Had wind and solar generation not expanded since 2000, fossil fuel-based electricity generation would have been 30% higher in 2025, resulting in a 28% increase in emissions, equating to an additional 4,065 Mt of carbon dioxide equivalent (CO2e) annually. This analysis suggests that continued robust growth in clean power will firmly push fossil fuel use in the power sector into a sustained decline, concurrently aiding decarbonization efforts in other industries.

Regionally, renewables have now surpassed coal in every part of the world except Asia. Coal power generation saw a modest decline of 63 TWh (-0.6%) in 2025. However, at 10,476 TWh, coal stubbornly remained the single largest source of electricity globally. Gas generation, by contrast, experienced a small increase of 36 TWh (0.5%), reaching 6,919 TWh in 2025, a critical data point for natural gas and LNG investors observing market resilience.

Despite Asia being the last bastion where coal generation outstrips renewables, two of the continent’s largest emitters, China (-56 TWh/-0.9%) and India (-52 TWh/-3.3%), both saw their fossil fuel generation fall due to aggressive clean power deployment and moderate demand growth. Collectively, China and India accounted for 42% of global fossil fuel generation in 2025, effectively offsetting minor increases in the US, EU, and other economies. To contextualize this shift, in 1919, when electricity demand was 300 times smaller, renewables (primarily hydropower) briefly exceeded coal. For over a century thereafter, coal remained the dominant power source, maintaining approximately a 40% share from the 1970s through the mid-2010s.

Implications for Oil & Gas Demand and Emissions Trajectories

The ascendancy of clean power generation is fostering a crucial decoupling between electricity demand growth and emissions growth.
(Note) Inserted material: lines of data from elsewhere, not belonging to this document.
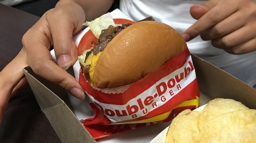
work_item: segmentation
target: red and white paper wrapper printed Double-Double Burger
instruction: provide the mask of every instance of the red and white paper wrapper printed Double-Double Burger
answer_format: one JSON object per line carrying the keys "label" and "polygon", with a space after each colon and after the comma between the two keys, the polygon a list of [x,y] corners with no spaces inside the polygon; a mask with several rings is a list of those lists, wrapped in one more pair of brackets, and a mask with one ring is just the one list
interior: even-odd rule
{"label": "red and white paper wrapper printed Double-Double Burger", "polygon": [[[74,68],[75,73],[77,70]],[[82,124],[95,139],[167,122],[181,111],[199,106],[196,73],[187,47],[159,69],[130,85],[96,89],[82,73],[76,75],[76,79],[87,93],[94,112],[84,118]]]}

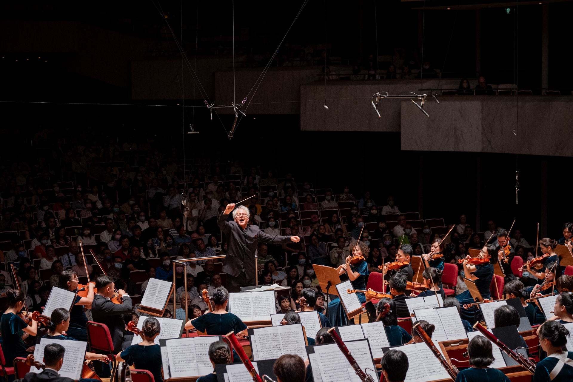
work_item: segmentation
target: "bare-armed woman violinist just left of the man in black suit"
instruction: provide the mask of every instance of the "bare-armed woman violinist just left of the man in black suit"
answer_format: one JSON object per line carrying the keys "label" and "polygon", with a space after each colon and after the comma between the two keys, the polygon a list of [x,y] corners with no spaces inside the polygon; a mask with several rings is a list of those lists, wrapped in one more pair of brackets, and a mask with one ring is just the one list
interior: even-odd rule
{"label": "bare-armed woman violinist just left of the man in black suit", "polygon": [[[77,293],[77,286],[79,283],[80,280],[77,278],[77,274],[74,271],[65,270],[60,275],[58,288]],[[72,307],[72,312],[70,312],[71,318],[67,333],[70,337],[76,338],[78,341],[88,340],[88,333],[85,329],[85,324],[88,323],[88,317],[85,316],[84,307],[91,309],[94,285],[95,284],[93,282],[88,284],[88,293],[86,297],[80,297],[79,294],[76,294],[76,303]]]}

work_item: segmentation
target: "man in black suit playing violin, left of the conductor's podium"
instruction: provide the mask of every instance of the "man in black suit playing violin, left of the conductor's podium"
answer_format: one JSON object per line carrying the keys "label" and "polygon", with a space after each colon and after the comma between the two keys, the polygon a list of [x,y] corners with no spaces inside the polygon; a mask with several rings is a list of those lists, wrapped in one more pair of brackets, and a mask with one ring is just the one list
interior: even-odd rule
{"label": "man in black suit playing violin, left of the conductor's podium", "polygon": [[97,294],[92,302],[93,321],[107,325],[113,341],[113,352],[119,353],[125,328],[125,322],[120,315],[131,312],[131,297],[120,289],[117,293],[123,298],[123,304],[111,302],[109,298],[113,296],[114,285],[113,280],[107,275],[100,275],[96,278],[96,288]]}

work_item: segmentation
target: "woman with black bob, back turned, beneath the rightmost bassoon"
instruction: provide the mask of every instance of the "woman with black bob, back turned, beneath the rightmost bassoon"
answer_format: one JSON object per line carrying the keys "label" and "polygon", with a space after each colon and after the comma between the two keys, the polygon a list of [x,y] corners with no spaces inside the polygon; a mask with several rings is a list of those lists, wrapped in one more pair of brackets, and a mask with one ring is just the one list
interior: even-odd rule
{"label": "woman with black bob, back turned, beneath the rightmost bassoon", "polygon": [[468,344],[470,368],[460,371],[456,382],[510,382],[502,371],[488,368],[494,361],[492,351],[492,342],[487,338],[473,337]]}

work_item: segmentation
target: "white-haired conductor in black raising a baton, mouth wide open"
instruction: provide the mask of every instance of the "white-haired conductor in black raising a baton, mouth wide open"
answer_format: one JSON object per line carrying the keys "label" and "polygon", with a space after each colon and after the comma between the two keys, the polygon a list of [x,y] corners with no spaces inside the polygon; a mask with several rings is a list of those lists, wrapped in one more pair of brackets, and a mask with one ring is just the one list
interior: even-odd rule
{"label": "white-haired conductor in black raising a baton, mouth wide open", "polygon": [[[219,215],[217,224],[226,235],[229,249],[223,261],[223,272],[231,277],[227,277],[227,290],[229,292],[241,292],[241,286],[254,285],[257,265],[254,251],[258,242],[284,244],[288,241],[298,243],[298,236],[276,236],[269,235],[261,231],[258,226],[249,226],[250,212],[245,206],[238,206],[235,209],[234,203],[227,204],[225,211]],[[234,211],[233,211],[234,210]],[[233,211],[232,222],[227,222],[227,216]]]}

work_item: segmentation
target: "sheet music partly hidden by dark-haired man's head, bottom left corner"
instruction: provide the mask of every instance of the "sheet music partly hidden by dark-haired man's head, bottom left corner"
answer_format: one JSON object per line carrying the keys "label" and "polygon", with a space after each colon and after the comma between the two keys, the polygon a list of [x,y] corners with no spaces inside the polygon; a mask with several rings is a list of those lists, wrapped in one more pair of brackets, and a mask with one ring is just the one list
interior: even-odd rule
{"label": "sheet music partly hidden by dark-haired man's head, bottom left corner", "polygon": [[[60,369],[60,376],[68,377],[74,380],[81,379],[81,369],[84,365],[85,348],[88,342],[84,341],[66,341],[66,340],[51,340],[50,338],[42,338],[40,344],[34,348],[34,359],[42,362],[44,358],[44,348],[49,344],[59,344],[64,346],[66,352],[64,353],[64,363]],[[42,369],[30,367],[30,372],[41,373]]]}

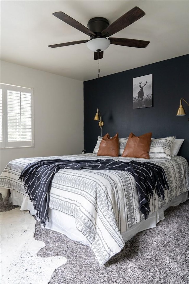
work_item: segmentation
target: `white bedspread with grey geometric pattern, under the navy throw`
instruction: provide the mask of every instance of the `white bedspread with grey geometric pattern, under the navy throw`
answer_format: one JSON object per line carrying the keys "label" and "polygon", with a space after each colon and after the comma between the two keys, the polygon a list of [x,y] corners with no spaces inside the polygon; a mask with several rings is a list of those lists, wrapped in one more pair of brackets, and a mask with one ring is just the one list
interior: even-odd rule
{"label": "white bedspread with grey geometric pattern, under the navy throw", "polygon": [[[109,157],[100,156],[100,159],[107,158]],[[2,195],[6,196],[8,189],[26,195],[24,184],[18,180],[20,173],[27,164],[42,159],[99,159],[99,156],[91,153],[13,160],[7,164],[0,177]],[[113,159],[126,162],[132,160],[123,157]],[[189,191],[188,163],[183,157],[135,160],[158,164],[167,176],[169,191],[165,191],[164,200],[154,193],[150,201],[150,214]],[[118,170],[59,170],[51,183],[49,208],[75,218],[76,228],[91,244],[100,265],[123,249],[125,242],[121,233],[144,219],[139,211],[133,176],[129,172]]]}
Global electricity demand expanded by 2.8% (849 TWh) in 2025. While this represents a moderation from the 4.3% growth in 2024, it aligns with the 10-year average annual increase of 2.7% and still ranks as the sixth-largest absolute annual rise ever recorded. The analysis projects that if current demand and clean electricity growth rates persist, fossil fuel generation will plateau before entering a consistent decline from the early 2030s.

Crucially, with renewable energy growth actively suppressing fossil fuel consumption in 2025, power-sector emissions registered a slight decrease despite the overall rise in demand. In 2025, the global average kilowatt hour produced generated 458 gCO2e, a 2.7% reduction from 2024 (471 gCO2e) and a notable 16% decrease from 2005 levels (543 gCO2e).
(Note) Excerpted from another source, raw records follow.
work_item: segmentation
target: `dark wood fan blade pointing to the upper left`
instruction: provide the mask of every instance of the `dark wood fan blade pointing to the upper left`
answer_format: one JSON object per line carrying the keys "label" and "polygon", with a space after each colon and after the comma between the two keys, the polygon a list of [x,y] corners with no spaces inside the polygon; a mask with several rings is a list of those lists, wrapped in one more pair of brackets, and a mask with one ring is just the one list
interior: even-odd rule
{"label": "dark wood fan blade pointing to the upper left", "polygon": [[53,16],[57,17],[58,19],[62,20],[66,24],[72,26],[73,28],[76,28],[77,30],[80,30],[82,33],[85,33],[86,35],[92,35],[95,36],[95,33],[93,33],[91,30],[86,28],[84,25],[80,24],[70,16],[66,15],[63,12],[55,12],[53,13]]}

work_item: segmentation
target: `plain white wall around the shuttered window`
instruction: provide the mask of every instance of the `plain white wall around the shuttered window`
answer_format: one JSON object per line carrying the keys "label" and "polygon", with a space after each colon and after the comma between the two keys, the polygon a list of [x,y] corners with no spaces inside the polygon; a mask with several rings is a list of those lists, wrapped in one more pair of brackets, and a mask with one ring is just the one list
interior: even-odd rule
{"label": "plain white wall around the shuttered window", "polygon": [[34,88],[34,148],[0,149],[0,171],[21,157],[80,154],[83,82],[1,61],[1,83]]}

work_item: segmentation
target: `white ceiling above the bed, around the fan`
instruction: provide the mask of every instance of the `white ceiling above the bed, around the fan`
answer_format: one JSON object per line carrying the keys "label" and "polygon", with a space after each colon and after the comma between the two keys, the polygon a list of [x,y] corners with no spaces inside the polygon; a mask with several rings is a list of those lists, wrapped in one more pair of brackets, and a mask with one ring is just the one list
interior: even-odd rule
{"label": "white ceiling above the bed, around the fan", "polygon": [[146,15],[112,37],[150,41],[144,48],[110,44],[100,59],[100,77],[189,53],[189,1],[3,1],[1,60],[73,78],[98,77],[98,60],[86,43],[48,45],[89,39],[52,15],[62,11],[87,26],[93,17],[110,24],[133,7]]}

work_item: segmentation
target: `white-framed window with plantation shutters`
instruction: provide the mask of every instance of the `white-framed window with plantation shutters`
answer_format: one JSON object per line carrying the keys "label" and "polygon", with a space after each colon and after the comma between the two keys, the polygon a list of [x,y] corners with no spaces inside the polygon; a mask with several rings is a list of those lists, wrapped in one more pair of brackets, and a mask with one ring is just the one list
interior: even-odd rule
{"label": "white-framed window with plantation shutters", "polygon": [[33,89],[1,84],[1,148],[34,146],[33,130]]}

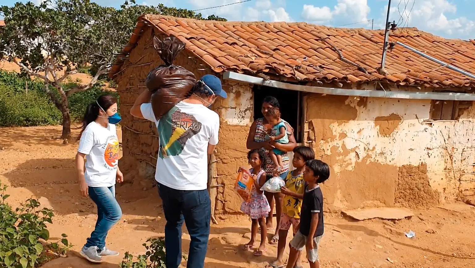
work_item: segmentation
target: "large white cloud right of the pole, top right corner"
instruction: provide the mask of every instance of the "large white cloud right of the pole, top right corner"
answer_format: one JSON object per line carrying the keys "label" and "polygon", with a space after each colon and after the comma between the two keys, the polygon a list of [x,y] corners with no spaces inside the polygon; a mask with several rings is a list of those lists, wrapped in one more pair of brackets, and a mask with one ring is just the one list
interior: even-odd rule
{"label": "large white cloud right of the pole, top right corner", "polygon": [[[445,37],[474,38],[475,21],[465,17],[448,19],[457,12],[455,4],[447,0],[408,0],[407,7],[391,7],[391,20],[399,21],[399,27],[417,27]],[[412,11],[411,11],[412,9]],[[404,11],[405,10],[405,11]]]}

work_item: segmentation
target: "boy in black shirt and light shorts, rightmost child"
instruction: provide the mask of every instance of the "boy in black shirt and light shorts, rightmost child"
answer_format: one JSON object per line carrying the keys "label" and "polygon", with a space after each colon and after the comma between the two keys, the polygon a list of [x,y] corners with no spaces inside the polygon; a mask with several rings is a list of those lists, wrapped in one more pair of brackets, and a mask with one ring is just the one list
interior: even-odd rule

The electrification of key sectors, particularly transport and data centers, is poised to drive further increases in electricity demand in the coming years. Electric vehicle (EV) sales surpassed 25% of the global car market in 2025, firmly establishing EVs as a structural driver of electricity demand growth, contributing approximately 8% (66 TWh) to the 849 TWh global rise in 2025, up from 36 TWh in 2024. This burgeoning EV fleet displaced a substantial 1.8 mbpd of oil demand in 2025, with new EVs alone displacing 0.5 mbpd. This additional transport electrification in 2025 will avoid roughly 80 MtCO2e emissions annually, exceeding the total annual power sector emissions of the UK.
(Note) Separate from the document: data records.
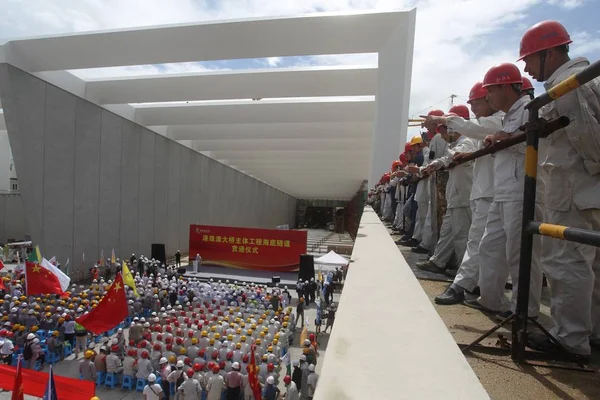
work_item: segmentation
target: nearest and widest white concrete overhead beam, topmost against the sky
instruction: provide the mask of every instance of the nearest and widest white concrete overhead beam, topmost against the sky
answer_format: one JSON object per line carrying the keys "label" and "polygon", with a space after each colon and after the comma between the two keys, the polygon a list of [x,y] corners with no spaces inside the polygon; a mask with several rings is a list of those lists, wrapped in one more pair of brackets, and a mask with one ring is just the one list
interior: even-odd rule
{"label": "nearest and widest white concrete overhead beam, topmost against the sky", "polygon": [[[377,52],[410,12],[322,13],[166,25],[8,42],[6,62],[52,71],[241,58]],[[151,49],[149,51],[149,49]]]}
Further expansion of renewables to meet this growing demand from sectors like transport is being significantly bolstered by the accelerating rollout of energy storage technologies. Falling battery prices are catalyzing rapid deployment. Battery pack prices for stationary storage applications dropped to a record low of $70/kWh in 2025, representing a steep 45% decline from 2024. Global battery storage capacity additions reached an estimated 247 gigawatt hours (GWh), an impressive 46% increase year-on-year. This capacity is sufficient to shift approximately 14% of daily solar generation to other hours, up from 13% in 2024 and just 5% in 2022, enhancing grid stability and further eroding the rationale for traditional baseload power from fossil fuels.